More than 25% of men suffer from mental illness, although the number may be even higher because so many cases go undiagnosed and therefore unreported.
In many cases, men would rather turn to alcohol and street drugs than to admit to suffering from mental illness and seek treatment.
Men are also less likely than women to say, “I can’t meet you today, I have an appointment with my psychiatrist.” Men just don’t discuss their diagnoses, therapy or their psych meds openly with their partners, family, and friends, not to mention their colleagues or employers.
There’s a tremendous amount of shame associated with mental illness as it conjures up frightening images of weakness.
Admitting to struggling with depression, bipolar disorder, anxiety, panic attacks, or less frequently, schizophrenia, is a shameful secret that is killing American men every day.
Suicide is the eleventh leading cause of death in the United States and 90% of men who take their lives are battling mental illness.
But telling your girlfriend, your wife, your partner, your family and your friends, although it’s scary (these people may literally run or disappear from your life), is a critical first step in not only acknowledging your own illness but also in seeking the much needed support which can help you get well.
Fighting mental illness alone is a losing battle.
When you’re battling cancer, there’s no issue at calling in the troops: girlfriends, wives, family, friends and your entire support system, including colleagues and employers. But as someone once told me,
“Mental illness is not a casserole illness; don’t expect people to be stopping by with food.”
People stay away because of their lack of knowledge and fear of mental illness, but it should not get in the way of your sharing your battle with people who can really be of tremendous support.
During my crisis years, nobody knew anything was really wrong with me and I actively hid my illness from people. I was experiencing a wild roller coaster ride of euphoric highs and desperate lows that constantly put my life in jeopardy, but my disability was invisible. And I preferred it that way.
Granted, I was behaving erratically, flying from New York to Tokyo to Paris on business three to four times a month, counterfeiting art and smuggling tens of thousands of dollars back into the United States. At the same time, I was drinking heavily and indulging in drugs and alcohol as a way of self-medicating my mental illness, engaging in sex with complete strangers I met in bars and clubs, staying up for days on end, and in general living on the edge. Yet the disability itself remained invisible to family, friends, and colleagues. I so wanted to share this secret with so many people, but this was an abstract and invisible illness and I didn’t have a clue as to how to explain it.
I was also convinced I could beat my mental illness by engaging in compulsive diet and exercise, thinking somehow that I could “find a balance.” But despite how many sit-ups, pushups and hours I spent in the gym on the treadmill and lifting weights, I wasn’t getting better. In fact, I was getting much worse.
People were convinced I was functioning just fine because I was efficient, productive, and successful. I had everybody fooled with my illness. While my bipolar disorder remained undiagnosed,
I secretly wished that my disability would be a physical one, one which people would actually notice.
I wished for a broken arm that people could see.

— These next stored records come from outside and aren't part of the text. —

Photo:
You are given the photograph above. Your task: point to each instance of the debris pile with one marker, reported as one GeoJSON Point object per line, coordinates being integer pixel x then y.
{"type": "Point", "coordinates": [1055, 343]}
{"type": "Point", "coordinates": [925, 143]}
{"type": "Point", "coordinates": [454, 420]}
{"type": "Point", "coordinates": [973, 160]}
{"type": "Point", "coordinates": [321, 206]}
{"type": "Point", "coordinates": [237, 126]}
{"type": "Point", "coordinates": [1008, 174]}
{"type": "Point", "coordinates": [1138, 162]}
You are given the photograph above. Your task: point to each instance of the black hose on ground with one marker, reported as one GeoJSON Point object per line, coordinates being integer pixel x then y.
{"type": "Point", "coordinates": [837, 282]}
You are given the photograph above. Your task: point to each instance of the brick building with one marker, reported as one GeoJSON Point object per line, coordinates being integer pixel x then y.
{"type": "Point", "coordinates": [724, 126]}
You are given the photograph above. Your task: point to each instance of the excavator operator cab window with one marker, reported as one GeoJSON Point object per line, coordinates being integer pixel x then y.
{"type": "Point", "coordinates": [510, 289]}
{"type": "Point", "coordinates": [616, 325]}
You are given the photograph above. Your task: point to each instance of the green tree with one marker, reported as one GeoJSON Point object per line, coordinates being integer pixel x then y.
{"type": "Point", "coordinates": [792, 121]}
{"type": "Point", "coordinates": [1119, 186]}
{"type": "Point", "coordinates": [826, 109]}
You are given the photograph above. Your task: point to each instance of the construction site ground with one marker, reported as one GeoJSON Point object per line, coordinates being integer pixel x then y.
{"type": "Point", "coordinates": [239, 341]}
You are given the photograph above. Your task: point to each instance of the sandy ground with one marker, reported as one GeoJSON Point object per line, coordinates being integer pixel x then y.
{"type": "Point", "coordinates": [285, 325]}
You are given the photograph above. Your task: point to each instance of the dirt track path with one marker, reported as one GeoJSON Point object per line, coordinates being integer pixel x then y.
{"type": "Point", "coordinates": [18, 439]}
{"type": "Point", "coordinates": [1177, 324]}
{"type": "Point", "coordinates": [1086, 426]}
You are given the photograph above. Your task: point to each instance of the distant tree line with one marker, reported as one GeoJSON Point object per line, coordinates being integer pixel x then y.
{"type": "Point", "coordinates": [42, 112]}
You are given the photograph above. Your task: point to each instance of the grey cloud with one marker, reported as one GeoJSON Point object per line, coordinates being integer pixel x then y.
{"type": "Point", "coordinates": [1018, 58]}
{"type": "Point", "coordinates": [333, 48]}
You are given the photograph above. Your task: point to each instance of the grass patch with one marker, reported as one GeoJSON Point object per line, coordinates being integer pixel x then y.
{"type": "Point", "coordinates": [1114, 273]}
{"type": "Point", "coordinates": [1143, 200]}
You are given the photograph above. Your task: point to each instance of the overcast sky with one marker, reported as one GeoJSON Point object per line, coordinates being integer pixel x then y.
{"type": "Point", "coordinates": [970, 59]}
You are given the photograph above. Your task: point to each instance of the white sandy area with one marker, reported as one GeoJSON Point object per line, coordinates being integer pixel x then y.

Maybe people would be supportive and help me if I had diabetes or, God forbid, cancer. Maybe I needed to show up to the next family function in a wheelchair to get somebody’s attention.
Once I was diagnosed, though, and given what I referred to as my “death sentence,” things changed quickly. No, my family and friends did not come rushing to my side to support me in battling against my illness. It was only a fantasy of mine that this was going to happen.
The stigma of my disorder was almost as bad as having to come to terms with the fact that I was mentally ill and needed treatment. And the stigma, I realize now, “started” with me. I initiated it.
It was a result of my own naiveté at age 28. When the doctor diagnosed me and used the term “bipolar disorder,” I really had no idea what he was talking about.